As an RTO, PJM sets all of the reserve and reliability requirements within the grid operation. Rather than the transmission owners, we are actually legally responsible to the federal government for reliability coordination.

PJM also administers the transmission tariff charges when someone wants to purchase the right to access the transmission grid. Instead of the previous wheeling-type contracts for transmission use, there is now an access fee called a "license plate tariff." As part of the other functions of administering the tariff, we also require transmission owners to coordinate their switching operations through us in order to schedule outages and maintenance on the transmission lines.

PJM does real-time security analysis, day-ahead security analysis, and deployment of voltage control devices on the transmission grid. The transmission owners get the rates approved by the regulators, and they also do distribution system-level operation, in contrast to wholesale marketers or regional grid operators.

The best way to describe PJM's relationship with the other two main market actors--the load serving entity and the generation owner--is that PJM does the reliability part of load balancing and generation scheduling to ensure balance both on the day-ahead and during the operating day. The load-serving entity enters into both long-term and short-term contracts to ensure generation services but not for reliability. While the load-serving entity has a responsibility to follow the reliability instructions, it operates within a profit-motivated market as does the generation owner. The power pool is a voluntary one. Generation owners can decide whether they want to self-schedule or offer into the market and allow us to dispatch it. This decision will depend on their commercial position. But since we have all of the information about system operations, very seldom do they self-schedule because they can make more money by scheduling through the market.

I would now like to compare the PJM locational price model to other ones. The fundamental difference between the three models is the perspective from which the market operations and the systems operation were built.

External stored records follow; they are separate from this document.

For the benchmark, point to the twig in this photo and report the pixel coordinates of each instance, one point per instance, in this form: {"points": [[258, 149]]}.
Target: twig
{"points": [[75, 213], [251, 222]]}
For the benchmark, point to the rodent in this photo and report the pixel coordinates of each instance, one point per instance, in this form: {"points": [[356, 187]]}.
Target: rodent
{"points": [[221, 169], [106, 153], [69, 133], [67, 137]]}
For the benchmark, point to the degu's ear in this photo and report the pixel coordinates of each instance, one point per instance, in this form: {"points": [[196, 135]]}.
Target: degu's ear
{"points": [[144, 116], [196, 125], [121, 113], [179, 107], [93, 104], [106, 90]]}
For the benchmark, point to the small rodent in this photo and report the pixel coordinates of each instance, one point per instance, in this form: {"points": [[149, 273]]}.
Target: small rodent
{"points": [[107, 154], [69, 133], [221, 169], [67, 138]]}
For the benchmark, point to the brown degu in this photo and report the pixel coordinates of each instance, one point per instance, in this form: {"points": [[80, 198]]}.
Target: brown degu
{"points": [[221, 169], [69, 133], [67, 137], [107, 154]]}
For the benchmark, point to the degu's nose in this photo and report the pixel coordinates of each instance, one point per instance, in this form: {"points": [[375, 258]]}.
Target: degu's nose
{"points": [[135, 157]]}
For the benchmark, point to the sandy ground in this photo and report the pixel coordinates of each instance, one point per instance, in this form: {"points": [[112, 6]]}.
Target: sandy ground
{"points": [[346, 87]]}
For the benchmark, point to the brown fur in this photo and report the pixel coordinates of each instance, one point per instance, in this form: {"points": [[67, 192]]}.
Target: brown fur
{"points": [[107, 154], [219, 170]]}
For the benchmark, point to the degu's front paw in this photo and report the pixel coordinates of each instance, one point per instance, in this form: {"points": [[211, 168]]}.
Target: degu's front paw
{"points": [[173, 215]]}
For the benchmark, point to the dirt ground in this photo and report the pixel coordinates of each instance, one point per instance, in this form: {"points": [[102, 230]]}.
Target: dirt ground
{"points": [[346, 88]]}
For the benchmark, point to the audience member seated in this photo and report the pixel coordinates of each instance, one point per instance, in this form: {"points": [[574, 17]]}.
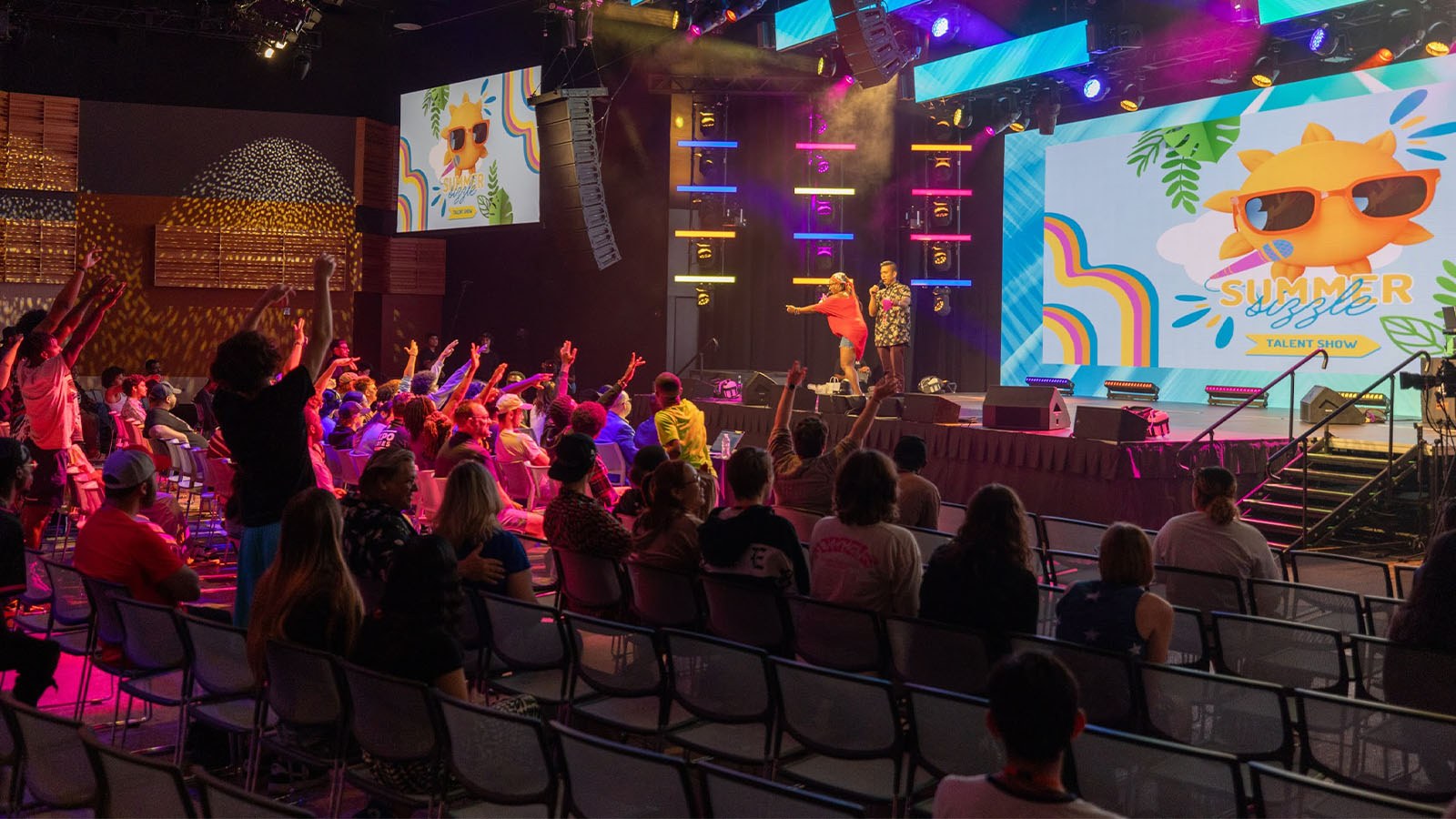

For a locational pricing model, the primary focus was maximizing the operational efficiency of the grid. Regional operations are combined, so all of the transmission is within one market and under one security analysis and one control area, etc. Because the market under this type of model is more complex, there is five-minute pricing as well as a day-ahead forward market, which is an hourly market. Every substation has a price driven by the balancing of the energy component, supply, and demand. There is also a congestion component representing the cost of controlling congestion and a component representing the cost of losses on the transmission system.

PJM has seen significant operational efficiency and a significant 16-gigawatt (GW) investment and demand response. The market is designed to be relatively accessible, less-complex, and focused on the forward-market design. There is much less focus on tying the market operations to the grid operations. The basis of the model is to make the forward market as simple and liquid as possible. The Korean Power Exchange (KPX) model was a multiyear plan, but it stopped at a cost-based pool. Now it has a dominant single buyer. Its model doesn't have much transparency because it hasn't evolved into a forward, or more sophisticated, market.

Combining many separate transmission owners into one market adds a significant amount of market efficiency as shown by the two case studies I will introduce; it makes it possible to deploy all of the generators in the market to meet one forecasted load and to examine the operations of individual transmission operators for the regional benefit, as opposed to the individual area benefit. Having a large regional operation instead of separated locational operations significantly reduces the cost of compliance for reliability within that market; PJM has had 42 GW of merchant investment in generation over the life of the market.

Case Study 1

In October 2004, two large parts of PJM's market today were operating separately. One was an LMP, a locational price-based market. The other was a large bilateral market composed of three transmission owners. Because there was no cost involved for transmission service between them, there was no barrier to trade from a transmission service point of view. A study has found that, before the market integration, the hourly traders could only get about 40% of the utilization of the transmission because the lack of a combined regional operation was inefficient. As soon as these two areas were integrated into one market, 3,000 megawatts (MW) of increased transfer occurred on the transmission grid. The equivalent of three or four 500-kilobyte (KB) lines of additional transfer capability was created without building new lines; the system was being used more efficiently. PJM spent about $40 million in infrastructure costs to operate the grid and saved $180 million a year. The authors of the study said that this was one of the best investments they had seen in this type of industry.

Case Study 2

A similar effect occurred in the state of Virginia, south of the Washington D.C. area in the United States, a very large consumer of power that imports a lot of energy. Prior to its integration in 2005, it had limited transfer capability. When it was brought in under the same market operations and the seam was reduced, transfer capability went up overnight because it was possible to utilize both the transmission and the generation in that area more efficiently, meaning a significant increase of over 1,000 MW on the northern and western paths. It reported to its regulator savings of $750 million over a four-year period and also avoided costs. My colleague, Adrien Ford, will now discuss some of the activities we have conducted in demand response.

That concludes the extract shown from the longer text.